其实顾怜有点没反应过来,她记得自己这时候已经不是李顾生这位世子殿下的伴读了,该回的是云听楼才是。
“世子殿下。”顾怜戳了一下李顾生的腰。
李顾生叼着块桂花糕回过头来:“在。”
顾怜的话在嘴边绕了一圈,出口时换了个问法:“你什么时候要去学堂?”
“嗯?”李顾生将嘴里的那口桂花糕咽下,有些无可奈何,“阿怜,我才好不容易从天子的手底下跑出来呢,你怎么盼着我回去?”他说完又认真地想了想,“近日来倒是不用去学堂,你陪我去练剑就好了。”
顾怜:“练剑?”
李顾生:“嗯,再不练剑我可就要打不过你了。”
顾怜没接话、听见李顾生半真半假地笑道:“阿伶很厉害。

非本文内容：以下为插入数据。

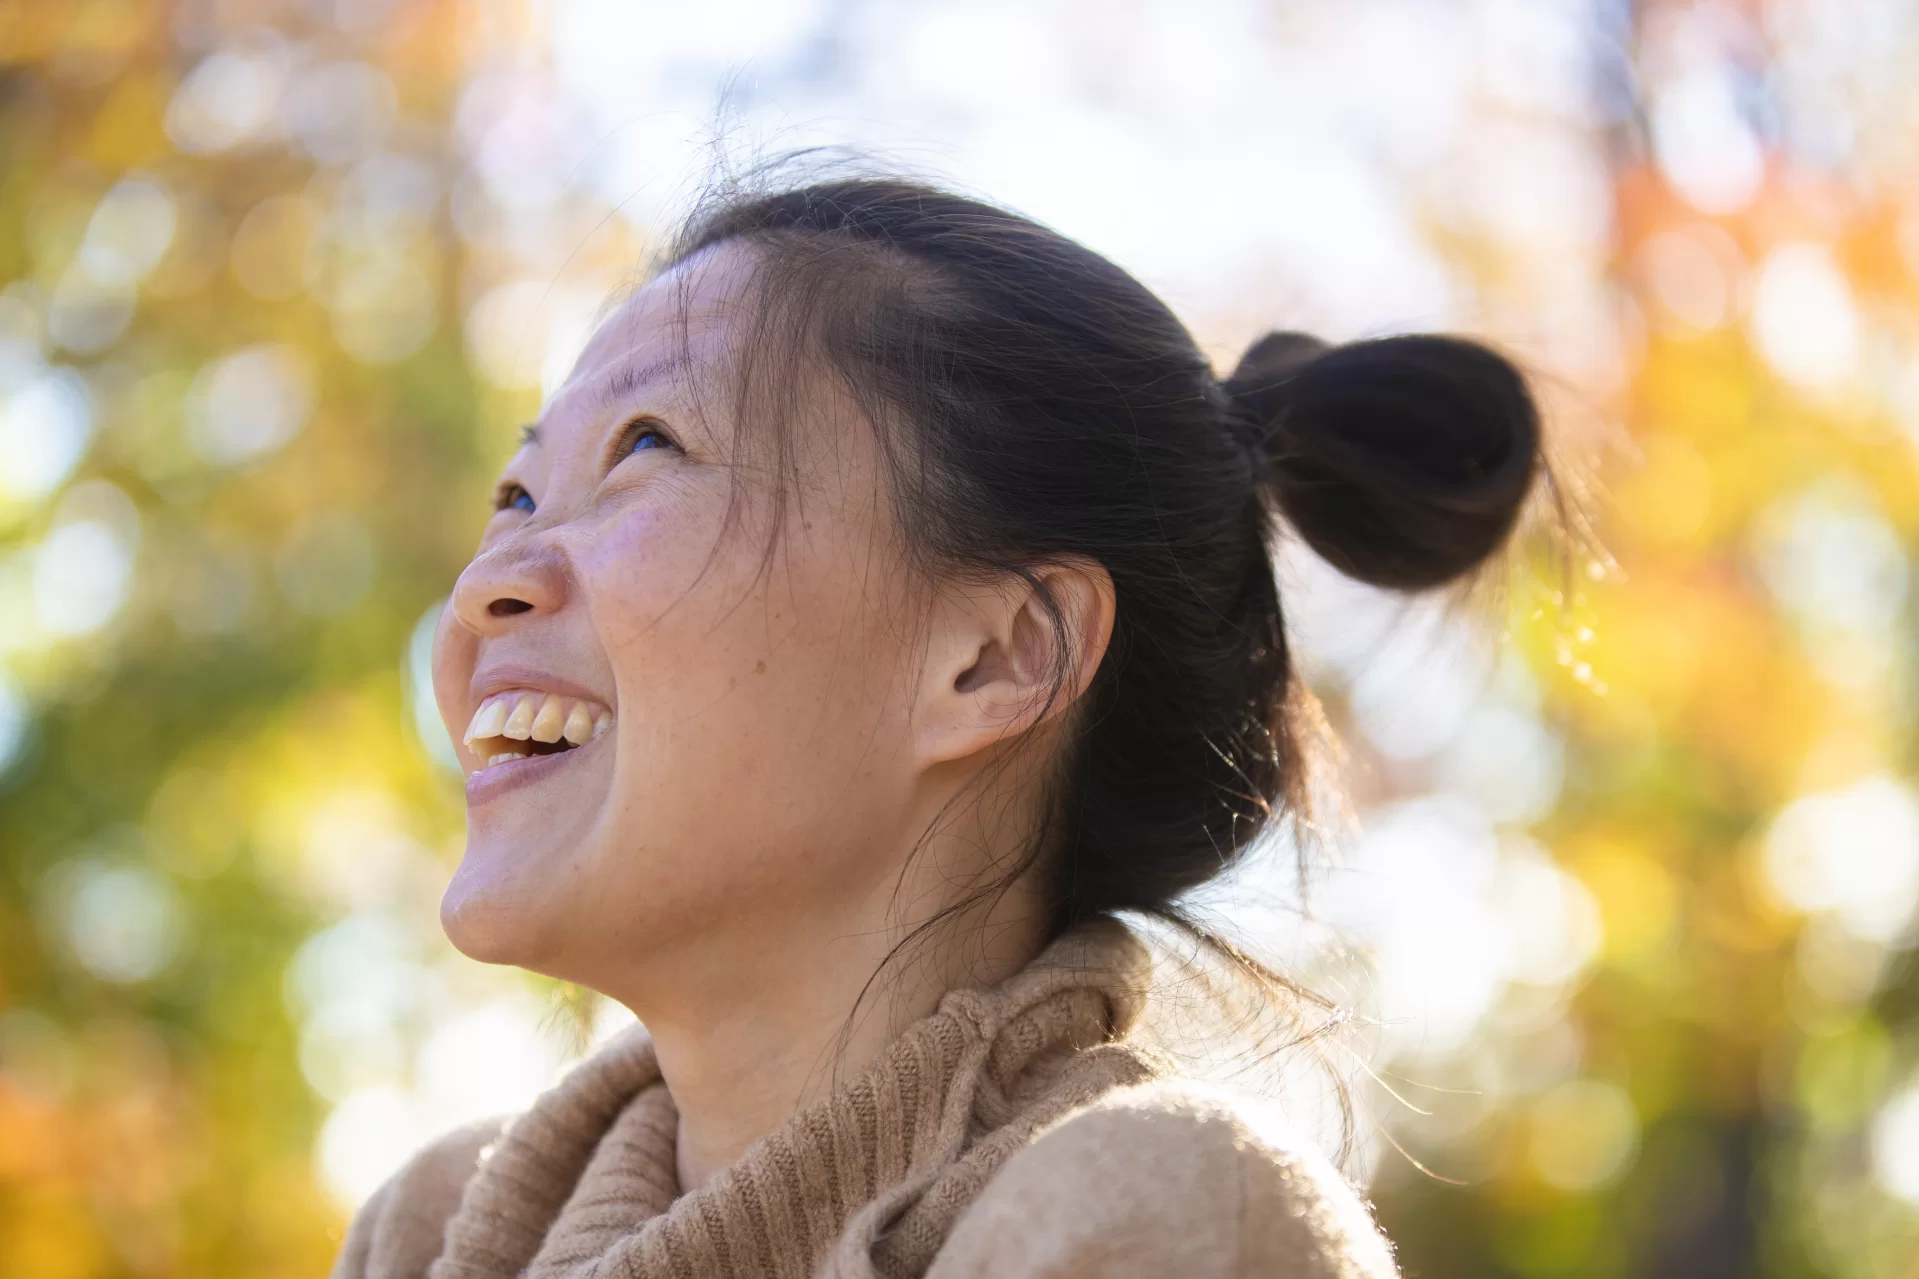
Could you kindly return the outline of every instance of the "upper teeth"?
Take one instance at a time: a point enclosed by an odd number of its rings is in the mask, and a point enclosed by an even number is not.
[[[480,703],[466,726],[466,744],[472,746],[475,742],[502,737],[522,742],[528,739],[557,742],[565,738],[581,746],[612,726],[613,712],[596,702],[542,693],[537,689],[512,689],[495,693]],[[497,759],[497,752],[487,753],[489,764]]]

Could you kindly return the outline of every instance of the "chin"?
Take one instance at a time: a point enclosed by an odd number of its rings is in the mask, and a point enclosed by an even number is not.
[[[468,959],[547,971],[565,936],[566,912],[537,885],[502,873],[501,851],[512,858],[514,850],[476,848],[475,842],[468,838],[466,856],[440,896],[441,931]]]
[[[440,927],[461,954],[547,972],[566,950],[580,911],[563,897],[593,878],[583,862],[603,837],[610,755],[535,756],[469,779],[466,853],[440,898]]]
[[[440,929],[453,948],[483,964],[517,964],[528,950],[525,904],[518,908],[473,882],[472,854],[453,872],[440,896]]]

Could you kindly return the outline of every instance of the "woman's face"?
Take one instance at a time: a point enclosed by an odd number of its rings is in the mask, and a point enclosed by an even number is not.
[[[914,628],[876,442],[822,392],[786,424],[786,501],[764,450],[736,454],[751,265],[720,246],[598,332],[442,617],[468,835],[441,915],[476,958],[605,990],[669,948],[776,946],[887,892],[910,842]]]

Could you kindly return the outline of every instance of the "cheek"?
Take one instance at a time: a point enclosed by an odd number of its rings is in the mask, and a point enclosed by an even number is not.
[[[697,580],[712,539],[689,523],[670,510],[634,510],[600,525],[576,548],[584,603],[609,650],[650,630]]]
[[[853,530],[826,531],[769,556],[763,534],[716,549],[710,529],[636,512],[580,548],[620,698],[622,830],[804,846],[900,792],[901,613]]]
[[[716,544],[706,512],[637,510],[576,549],[581,602],[613,674],[625,727],[657,735],[690,717],[738,713],[788,623],[758,570],[761,548],[729,531]],[[752,684],[747,680],[752,678]]]
[[[687,504],[694,509],[624,513],[576,548],[584,602],[616,679],[670,672],[709,693],[742,675],[761,690],[843,688],[895,664],[894,654],[874,651],[899,640],[896,626],[876,625],[898,616],[883,598],[890,575],[869,562],[859,526],[822,514],[810,533],[769,544],[755,519],[726,526],[724,495],[701,497]]]

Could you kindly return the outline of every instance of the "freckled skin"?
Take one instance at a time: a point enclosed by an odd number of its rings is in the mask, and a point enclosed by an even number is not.
[[[502,663],[572,680],[616,714],[612,742],[471,809],[442,915],[475,957],[617,985],[611,970],[755,899],[831,909],[884,887],[872,854],[900,835],[909,779],[888,767],[906,728],[903,650],[874,592],[901,574],[874,564],[890,545],[874,524],[876,458],[851,422],[830,467],[809,469],[802,448],[807,525],[784,530],[771,572],[763,477],[746,477],[749,518],[724,529],[735,424],[711,370],[740,276],[722,253],[694,269],[690,296],[684,280],[656,282],[601,330],[505,473],[536,509],[494,517],[443,619],[435,690],[450,726],[478,704],[476,674]],[[682,301],[707,371],[595,407],[609,370],[677,353]],[[609,465],[640,414],[684,452]],[[501,615],[502,600],[531,607]]]
[[[434,645],[456,739],[509,687],[613,711],[577,750],[497,771],[462,748],[441,922],[474,958],[639,1015],[689,1188],[947,991],[1037,952],[1037,877],[1013,872],[1084,688],[1053,695],[1058,643],[1090,678],[1114,608],[1091,562],[1040,566],[1043,587],[916,579],[878,441],[826,379],[781,406],[776,503],[764,428],[730,412],[748,253],[709,250],[602,326],[507,467]],[[606,394],[682,352],[679,375]]]

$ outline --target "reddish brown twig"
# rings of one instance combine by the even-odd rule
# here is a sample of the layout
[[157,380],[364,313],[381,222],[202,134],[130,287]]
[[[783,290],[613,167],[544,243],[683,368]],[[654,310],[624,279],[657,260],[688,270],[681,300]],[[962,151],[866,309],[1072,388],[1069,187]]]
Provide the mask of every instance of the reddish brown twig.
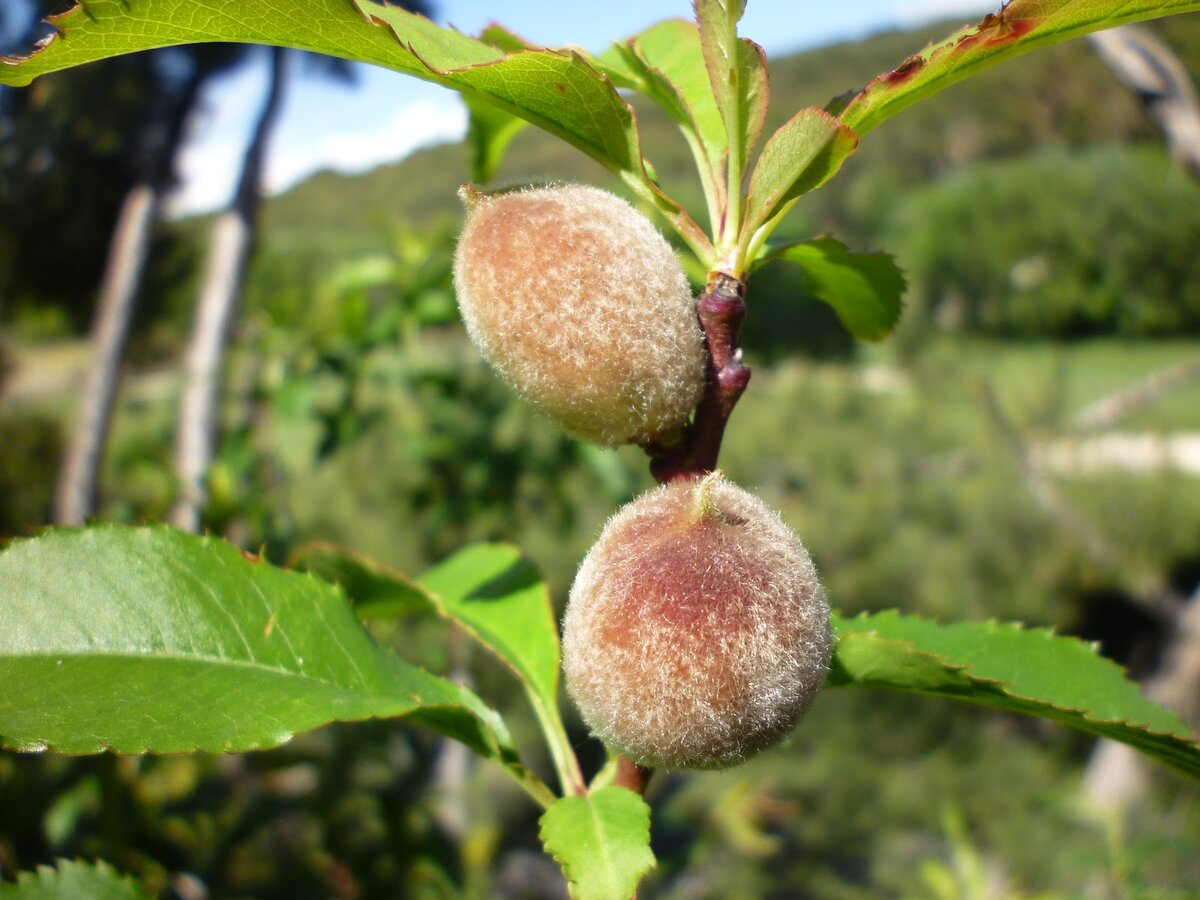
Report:
[[738,333],[746,317],[746,284],[724,272],[712,272],[696,302],[696,315],[708,349],[704,396],[683,438],[673,444],[651,443],[650,473],[660,483],[693,478],[717,467],[725,425],[750,381],[742,362]]
[[653,769],[649,769],[646,766],[639,766],[628,756],[618,756],[617,774],[613,776],[613,784],[617,787],[629,788],[635,794],[644,794],[646,792],[646,784],[650,781],[650,776],[653,774]]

不过三年未见春风度剑的剑招都让你吃透了,我的悟性确不及你。”
看来在这里并没有跳过那三年。
顾怜想了想,然后拍拍胸脯:“问题不大,以后阿伶保护你。”
李顾生的眸底盛起无尽笑意:“好。”
往里走,府里的小厮、婢子对于顾怜的到来一点也不感到意外,王妃传人来找顾怜,她把吃的塞在李顾生的手里就过去了。
见到王妃,王妃的气色十分之好,笑盈盈地就迎了上来:“小伶儿。”
顾怜依着规矩行礼:“王妃。”
“免了这些虚的,”王妃嗔怪,“先前便同你说过许多次了,你便是不改。”
顾怜:“礼不可废。”
王妃点了点她的眉心,叹道:“你要像端儿一般撒娇蛮横便好了。”
顾怜心说像柿子那样不照样得换你嫌弃,而且他也就会撒个娇倒也没有多蛮横。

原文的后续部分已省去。